Even though the economists don’t know what to call our current situation—recession, double-dip recession, depression, etc.—you are probably pretty sure what to call it.
If you’re tired of people telling you that with great danger comes great opportunity (or some variation on that), it’s important to remember that there is research out there about what to do during an economic downturn. In 2010, after the last recession, the folks at Harvard Business Review did an extensive study that resulted in the article “Roaring Out of Recession.”
“Only a small number of companies—approximately 9% of our sample—flourished during a slowdown, doing better on key financial parameters than they had before it and outperforming rivals in their industry by at least 10% in terms of sales and profits growth.”

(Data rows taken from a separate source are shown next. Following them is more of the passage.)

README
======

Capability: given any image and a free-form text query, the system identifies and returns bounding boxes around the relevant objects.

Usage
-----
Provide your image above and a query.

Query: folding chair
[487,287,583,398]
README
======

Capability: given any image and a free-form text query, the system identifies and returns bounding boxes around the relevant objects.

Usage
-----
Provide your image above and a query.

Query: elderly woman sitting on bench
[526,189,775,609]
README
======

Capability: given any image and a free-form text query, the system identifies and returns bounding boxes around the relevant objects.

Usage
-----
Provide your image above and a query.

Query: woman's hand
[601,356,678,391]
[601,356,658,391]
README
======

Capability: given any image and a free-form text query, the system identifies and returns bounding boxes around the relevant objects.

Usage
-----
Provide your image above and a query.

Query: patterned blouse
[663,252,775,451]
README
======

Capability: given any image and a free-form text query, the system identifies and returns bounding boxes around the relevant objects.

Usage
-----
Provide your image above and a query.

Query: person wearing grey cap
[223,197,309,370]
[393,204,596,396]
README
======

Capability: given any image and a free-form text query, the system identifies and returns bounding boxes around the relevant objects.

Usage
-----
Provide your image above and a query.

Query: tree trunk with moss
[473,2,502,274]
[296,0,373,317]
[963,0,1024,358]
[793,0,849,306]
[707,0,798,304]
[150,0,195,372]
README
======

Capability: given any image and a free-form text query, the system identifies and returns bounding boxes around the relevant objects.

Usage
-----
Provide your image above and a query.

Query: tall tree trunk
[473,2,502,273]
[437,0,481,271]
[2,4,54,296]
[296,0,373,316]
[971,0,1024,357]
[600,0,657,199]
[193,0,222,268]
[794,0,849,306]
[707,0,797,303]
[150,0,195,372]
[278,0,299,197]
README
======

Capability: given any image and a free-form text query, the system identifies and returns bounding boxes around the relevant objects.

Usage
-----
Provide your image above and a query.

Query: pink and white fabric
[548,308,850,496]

What was their secret? The companies that came out of a recession able to take advantage of the recovery did a few things different from the rest of organization. The author’s concluded “companies that master the delicate balance between cutting costs to survive today and investing to grow tomorrow do well after a recession…These companies reduce costs selectively by focusing more on operational efficiency than their rivals do, even as they invest relatively comprehensively in the future by spending on marketing, R&D and new assets.”

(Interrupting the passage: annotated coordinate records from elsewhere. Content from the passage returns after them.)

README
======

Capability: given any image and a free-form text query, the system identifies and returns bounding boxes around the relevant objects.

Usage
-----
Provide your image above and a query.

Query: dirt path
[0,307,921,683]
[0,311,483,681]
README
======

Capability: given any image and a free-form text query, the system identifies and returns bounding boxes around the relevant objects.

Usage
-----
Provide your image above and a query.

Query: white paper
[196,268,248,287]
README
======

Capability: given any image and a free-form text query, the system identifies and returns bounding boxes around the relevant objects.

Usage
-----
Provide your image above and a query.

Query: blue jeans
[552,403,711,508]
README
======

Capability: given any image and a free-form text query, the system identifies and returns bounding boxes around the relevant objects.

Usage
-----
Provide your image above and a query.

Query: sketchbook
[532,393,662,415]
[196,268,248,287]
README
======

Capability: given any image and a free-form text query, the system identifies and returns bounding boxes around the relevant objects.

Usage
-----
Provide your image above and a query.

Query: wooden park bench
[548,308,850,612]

Look, we know that uncertainty is not the ideal environment for decisions, but don’t let the current economic chaos make the decisions for you and your organization. Invest in your future and make decisions no matter how uncomfortable.
In the recent New York Times article How to Cope When Everything Keeps Changing has a wealth of advice. In that article Margie Warrell, author of “You’ve Got This!: The Life-Changing Power of Trusting Yourself”, says that when fear is the mindset, it “undermines the quality of our decision making, stifles our creativity and impairs our ability to take the most constructive actions we have within us to take.”

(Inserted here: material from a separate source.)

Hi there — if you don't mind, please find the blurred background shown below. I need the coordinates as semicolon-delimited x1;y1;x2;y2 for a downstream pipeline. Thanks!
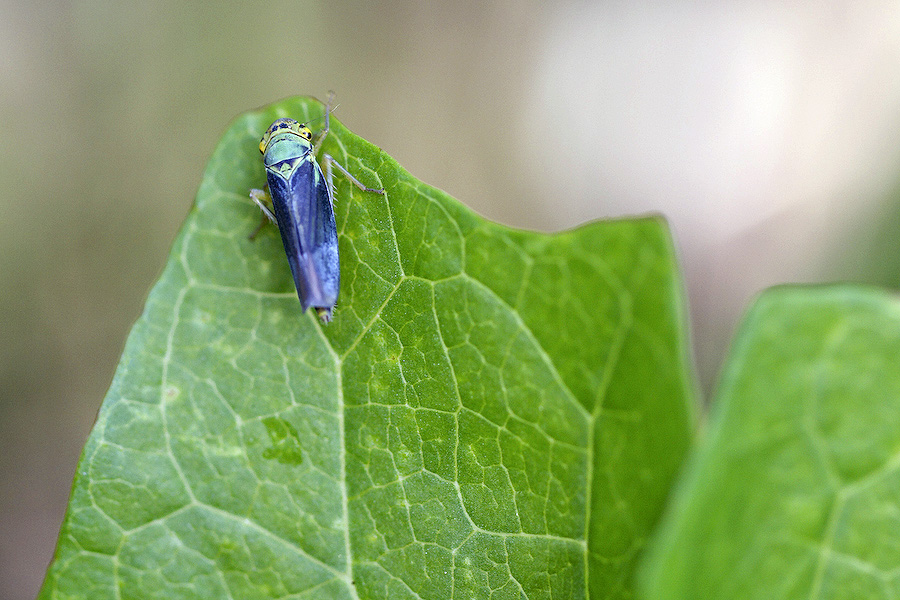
0;0;900;600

She added, “Right now, people are dealing with immense uncertainty, but the truth is, we’ve never really had certainty. We just thought we did. That was an illusion.”
We want you, our customers, to thrive in the recovery when it comes. Naturally, we would like you to decide that one of our tension fabric structures is part of your strategy to come “roaring out of the recession,” and we can make a good case for that kind of investment in the midst of this economy. Most importantly, however, is that you step outside of the current storm of financial projections and worst case scenarios to find a place where you can make good decisions about your organization and its future.